Could you please keep me posted on my mail address (emm dot charpentier
at free dot fr) ? I have trouble currently regularly reading this list.
I'd also suggest cross-checking your results against a Bayesian model
with "somewhat vague" priors ("overly vague" priors will give you
numerical errors at initialization...), which is usually not too
difficult to whip out in BUGS.
I am currently thinking of building a framework for such (and analog)
tasks by using a set of R macros (see the relevant packages in CRAN),
taking a (po)l(me)r-like statement as input and evaluating to a BUGS
model that would be fed to BUGS ; alternatively, rewriting the (po)l(me)r
model in a correct mcmcGLMM call (not as trivial as it seems (been there,
done that, didn't even got the T-shirt)) might also give another
On Sun, 29 May 2011 13:25:01 +0200, Thomas Mang wrote :
> On 28.05.2011 22:02, Rune Haubo wrote:
>> On 27 May 2011 17:03, Thomas
>> Mang<thomasmang.ng at googlemail.com> wrote:
>>> Consider the need for a mixed-effects model with an ordered
>>> multinomial response variable. To the best of my knowledge, lme4 would
>>> not provide such a thing.
>> You are right; the lme4 package does not provide functions to fit
>> ordinal mixed models - at least not without modifications. However,
>> there are other CRAN (e.g., ordinal and MCMCglmm) and R-Forge (e.g.,
>> ordinal2) packages that does so.
> Thanks for these pointers, very helpful indeed !
>>> However, I was wondering if such a model can be built using a
>>> generalized mixed model with Bernoulli response variables. Here is my
>>> thinking, with the question if this is possible as outlined below:
>> This is a good idea - so good in fact that others have had it before.
>> Recently Ken Knoblauch posted the polmer function to this list based on
>> this idea and using glmer
>> I am not sure if polmer is exactly the translation of your description
>> into an R function, but it seems to me that it is fairly close.
> I have checked briefly the function by Ken, and the code snippets by
> Emmanuel Charpentier. On first sight *I think* these functions are
> different, and by the way it is not imminent at all to me that they
> would do the same as a cumulative logit model if the model contains
> covariates (and quick check on an adaptation of Emmanuel's code,
> seems to confirm my point). Also, the likelihood is necessarily
> different (including for an intercept-only model).

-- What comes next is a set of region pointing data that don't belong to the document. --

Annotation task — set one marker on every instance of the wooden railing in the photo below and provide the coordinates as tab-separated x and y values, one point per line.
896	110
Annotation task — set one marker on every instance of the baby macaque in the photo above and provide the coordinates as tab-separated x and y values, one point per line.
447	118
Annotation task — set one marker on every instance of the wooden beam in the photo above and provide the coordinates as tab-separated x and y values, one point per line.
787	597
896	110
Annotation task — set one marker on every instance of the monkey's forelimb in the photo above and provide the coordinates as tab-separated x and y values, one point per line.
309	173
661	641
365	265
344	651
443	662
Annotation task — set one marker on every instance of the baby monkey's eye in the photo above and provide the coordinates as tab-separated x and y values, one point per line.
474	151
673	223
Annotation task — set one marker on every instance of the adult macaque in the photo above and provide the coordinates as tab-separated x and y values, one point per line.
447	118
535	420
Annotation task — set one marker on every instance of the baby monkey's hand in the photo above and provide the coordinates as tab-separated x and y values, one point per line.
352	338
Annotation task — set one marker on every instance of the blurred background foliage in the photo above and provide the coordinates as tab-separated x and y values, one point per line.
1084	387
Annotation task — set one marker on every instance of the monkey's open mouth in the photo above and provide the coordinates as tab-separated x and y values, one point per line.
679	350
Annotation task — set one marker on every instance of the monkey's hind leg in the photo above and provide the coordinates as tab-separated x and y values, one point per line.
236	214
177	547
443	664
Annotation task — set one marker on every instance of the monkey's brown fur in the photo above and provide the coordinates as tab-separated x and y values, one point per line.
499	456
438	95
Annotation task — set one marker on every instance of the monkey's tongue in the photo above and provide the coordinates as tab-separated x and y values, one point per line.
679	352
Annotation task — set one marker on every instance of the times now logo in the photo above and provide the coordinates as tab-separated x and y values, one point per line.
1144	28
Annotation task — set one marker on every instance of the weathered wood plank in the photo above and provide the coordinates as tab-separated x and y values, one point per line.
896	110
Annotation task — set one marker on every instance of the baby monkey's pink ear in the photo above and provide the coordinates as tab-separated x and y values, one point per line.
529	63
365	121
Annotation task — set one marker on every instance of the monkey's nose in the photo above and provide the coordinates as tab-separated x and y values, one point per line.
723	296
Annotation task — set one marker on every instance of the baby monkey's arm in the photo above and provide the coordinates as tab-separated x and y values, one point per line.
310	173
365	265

> The version I had proposed is different from the standard cumulative
> model too, as can be seen in the likelihood description I had provided.
> But on the plus side, it would relax the constraint that the effect of
> the covariates at the latent scale is identical across all factor
> transitions (i.e. shift of the cutpoints has the same magnitude).
> I will investigate the material more in depth and then get back to you,
> maybe through private email if it's too technical. So more later.